Davide Veneziano

Tools and troubleshooting: calculating the index utilization

Discussion created by Davide Veneziano Employee on Mar 10, 2015
Latest reply on Apr 13, 2015 by Andy Cunningham

Security Analytics relies massively on indexed data when running a query to ensure high performance and flexibility upon both investigations and reports. Whatever condition is set into the where clause, this will be run across the index database looking for a match so saving the solution from digging into the raw data multiple times and resulting in instant access to your security events.


In order to make the implementation of this mechanism realistic, the platform has to be told how many unique values each meta key is supposed to hold until the index is saved next (which is every 8 hours by default). This setting is stored along the definition of each meta key into the index-concentrator and index-archiver xml file, within the ValueMax flag, which defines the maximum number of unique values a key can assume for each time slice. When the buffer is full, newest data are prevented to enter the database hence the importance to monitor carefully the index utilization to ensure no relevant keys are approaching ValueMax.


To help in achieving this objective, I’m attaching a simple script which generates a profile for each indexed key based on the ValueMax configured and the unique values currently used for each key and returns the percentage of utilization of the buffer in a descending order. This could support in identifying immediately the meta keys which may require a bigger buffer or which are storing too many unique values when they shouldn’t.


In order to set up the script, a perl interpreter and wget are required so it could be run on a Security Analytics appliance or in any box with perl and wget installed. To configure it, open the script, set in the variables at the top the IP of the concentrator and an admin username and password. When run, the script will connect to the concentrator’s REST API, pulls out the required data and generates the profile which is returned to the user’s screen.

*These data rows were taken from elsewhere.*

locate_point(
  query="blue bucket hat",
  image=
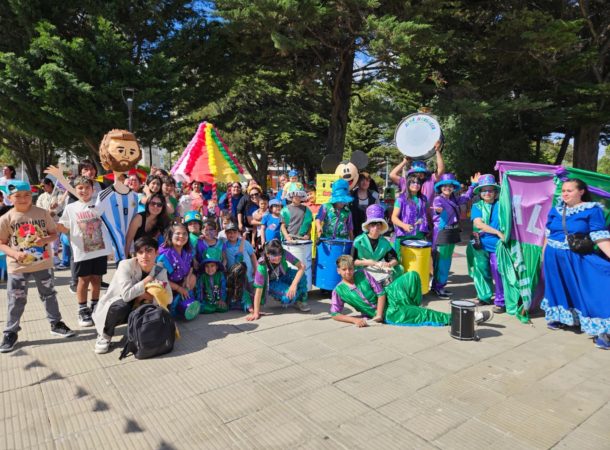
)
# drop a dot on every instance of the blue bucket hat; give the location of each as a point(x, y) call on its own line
point(447, 179)
point(340, 192)
point(485, 181)
point(16, 186)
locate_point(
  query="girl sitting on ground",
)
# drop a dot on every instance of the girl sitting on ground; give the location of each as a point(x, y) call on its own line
point(274, 278)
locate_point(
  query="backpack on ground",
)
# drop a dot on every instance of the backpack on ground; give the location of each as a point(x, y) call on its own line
point(151, 331)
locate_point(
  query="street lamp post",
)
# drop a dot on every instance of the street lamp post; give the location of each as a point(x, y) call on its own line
point(128, 95)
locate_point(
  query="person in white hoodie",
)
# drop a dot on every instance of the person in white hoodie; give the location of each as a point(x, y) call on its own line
point(128, 287)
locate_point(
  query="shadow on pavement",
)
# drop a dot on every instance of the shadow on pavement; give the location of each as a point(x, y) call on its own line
point(486, 333)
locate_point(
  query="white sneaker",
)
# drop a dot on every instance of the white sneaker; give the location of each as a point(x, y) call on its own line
point(302, 306)
point(483, 316)
point(102, 345)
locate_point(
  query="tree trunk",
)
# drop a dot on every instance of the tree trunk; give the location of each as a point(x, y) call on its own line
point(586, 146)
point(564, 147)
point(340, 102)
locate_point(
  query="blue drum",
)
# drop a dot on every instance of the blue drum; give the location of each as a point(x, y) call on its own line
point(327, 252)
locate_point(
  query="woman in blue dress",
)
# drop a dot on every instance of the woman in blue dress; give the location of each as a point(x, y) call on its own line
point(576, 285)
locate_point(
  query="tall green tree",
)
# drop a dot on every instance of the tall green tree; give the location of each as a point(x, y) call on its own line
point(338, 43)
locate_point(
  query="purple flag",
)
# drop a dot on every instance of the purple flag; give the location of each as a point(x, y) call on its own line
point(531, 199)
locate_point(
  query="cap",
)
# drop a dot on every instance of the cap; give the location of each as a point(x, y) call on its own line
point(18, 185)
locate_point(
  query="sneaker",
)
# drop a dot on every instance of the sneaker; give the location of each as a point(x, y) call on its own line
point(61, 329)
point(84, 317)
point(8, 342)
point(483, 316)
point(302, 306)
point(441, 293)
point(601, 342)
point(102, 345)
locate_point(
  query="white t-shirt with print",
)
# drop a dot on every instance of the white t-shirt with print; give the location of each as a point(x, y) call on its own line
point(89, 236)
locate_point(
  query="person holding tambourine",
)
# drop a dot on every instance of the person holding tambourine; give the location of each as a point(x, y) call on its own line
point(577, 278)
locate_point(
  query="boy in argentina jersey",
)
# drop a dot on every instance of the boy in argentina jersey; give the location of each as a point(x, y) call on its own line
point(117, 210)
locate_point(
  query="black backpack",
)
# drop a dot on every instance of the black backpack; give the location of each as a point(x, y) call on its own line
point(151, 331)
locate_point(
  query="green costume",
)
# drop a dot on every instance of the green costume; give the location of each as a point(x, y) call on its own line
point(305, 225)
point(403, 300)
point(365, 251)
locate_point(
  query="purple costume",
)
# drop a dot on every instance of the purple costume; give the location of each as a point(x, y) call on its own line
point(177, 265)
point(413, 212)
point(449, 217)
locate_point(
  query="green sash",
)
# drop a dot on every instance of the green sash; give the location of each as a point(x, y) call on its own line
point(365, 251)
point(351, 297)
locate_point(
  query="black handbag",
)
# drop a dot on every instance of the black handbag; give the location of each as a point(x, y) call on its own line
point(579, 243)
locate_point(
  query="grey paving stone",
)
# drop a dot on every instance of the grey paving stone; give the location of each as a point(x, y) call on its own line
point(528, 424)
point(293, 380)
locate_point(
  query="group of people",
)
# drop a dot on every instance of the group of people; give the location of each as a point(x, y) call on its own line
point(232, 254)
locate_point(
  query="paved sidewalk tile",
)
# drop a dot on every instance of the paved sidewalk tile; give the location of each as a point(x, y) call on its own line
point(305, 381)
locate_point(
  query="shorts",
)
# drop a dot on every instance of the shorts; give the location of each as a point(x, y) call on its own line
point(95, 266)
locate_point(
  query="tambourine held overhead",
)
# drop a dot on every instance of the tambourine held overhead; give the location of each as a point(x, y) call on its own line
point(416, 136)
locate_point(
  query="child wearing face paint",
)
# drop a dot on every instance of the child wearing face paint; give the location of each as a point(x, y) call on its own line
point(215, 247)
point(176, 256)
point(152, 186)
point(274, 278)
point(240, 261)
point(90, 242)
point(481, 255)
point(334, 219)
point(213, 287)
point(410, 215)
point(446, 233)
point(194, 222)
point(296, 217)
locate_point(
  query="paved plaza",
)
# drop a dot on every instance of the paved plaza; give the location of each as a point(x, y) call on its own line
point(302, 380)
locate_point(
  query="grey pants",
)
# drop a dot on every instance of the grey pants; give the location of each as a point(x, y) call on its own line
point(17, 289)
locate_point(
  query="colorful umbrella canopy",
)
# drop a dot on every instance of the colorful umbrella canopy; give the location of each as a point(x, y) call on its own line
point(207, 159)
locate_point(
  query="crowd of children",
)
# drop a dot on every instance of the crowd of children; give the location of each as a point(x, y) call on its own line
point(216, 257)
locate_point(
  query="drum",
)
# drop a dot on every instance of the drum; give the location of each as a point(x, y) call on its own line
point(462, 320)
point(186, 308)
point(416, 135)
point(416, 255)
point(301, 249)
point(328, 250)
point(383, 277)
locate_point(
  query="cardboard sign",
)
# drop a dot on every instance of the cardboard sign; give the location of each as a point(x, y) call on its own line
point(324, 183)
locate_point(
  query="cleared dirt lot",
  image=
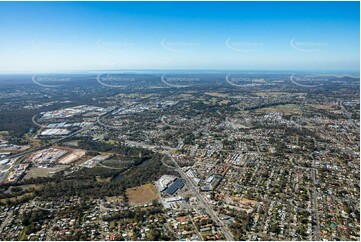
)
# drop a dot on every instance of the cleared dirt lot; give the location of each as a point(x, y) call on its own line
point(142, 194)
point(71, 157)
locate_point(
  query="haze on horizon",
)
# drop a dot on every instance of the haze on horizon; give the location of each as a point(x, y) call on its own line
point(73, 36)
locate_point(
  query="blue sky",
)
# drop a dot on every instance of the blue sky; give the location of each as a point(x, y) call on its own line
point(76, 36)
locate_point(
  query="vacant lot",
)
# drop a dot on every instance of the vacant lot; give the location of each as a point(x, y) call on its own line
point(142, 194)
point(288, 109)
point(73, 156)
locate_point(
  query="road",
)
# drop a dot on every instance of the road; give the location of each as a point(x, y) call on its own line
point(314, 204)
point(46, 145)
point(203, 202)
point(349, 116)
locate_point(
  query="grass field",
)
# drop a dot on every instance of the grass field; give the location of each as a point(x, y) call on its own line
point(142, 194)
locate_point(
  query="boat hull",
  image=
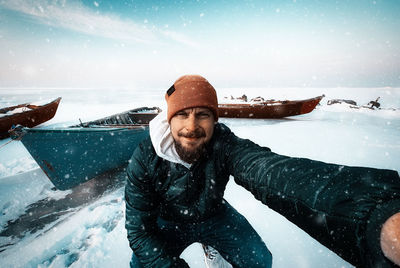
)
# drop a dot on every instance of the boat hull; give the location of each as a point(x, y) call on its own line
point(30, 118)
point(273, 109)
point(73, 156)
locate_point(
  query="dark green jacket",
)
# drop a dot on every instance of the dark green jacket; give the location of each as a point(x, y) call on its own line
point(342, 207)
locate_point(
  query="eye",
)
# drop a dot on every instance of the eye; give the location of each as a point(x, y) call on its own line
point(204, 114)
point(181, 114)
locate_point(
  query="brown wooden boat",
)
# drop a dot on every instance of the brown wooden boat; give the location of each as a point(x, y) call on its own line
point(268, 109)
point(27, 115)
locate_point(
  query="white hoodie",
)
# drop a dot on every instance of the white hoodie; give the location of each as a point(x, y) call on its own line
point(163, 143)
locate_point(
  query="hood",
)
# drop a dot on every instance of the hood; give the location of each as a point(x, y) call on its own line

A sample output will follow:

service: 10.67% (8/75)

action: 1.50% (15/1000)

ip.proto: 1.17% (3/256)

medium: 1.00% (1/100)

did: 0.39% (1/256)

content: 0.05% (23/50000)

country.dst: 0.05% (5/10000)

city.dst: 0.04% (20/50000)

extension: 0.04% (21/50000)

error: 0.03% (14/50000)

Disclaimer: please DO NOT consider what is described and attached to this post as RSA official content. As any other unofficial material, it has to be tested in a controlled environment first and impacts have to be evaluated carefully before being promoted to production. Also note the content I publish is usually intended to prove a concept rather than being fully working in any environments. As such, handle it with care.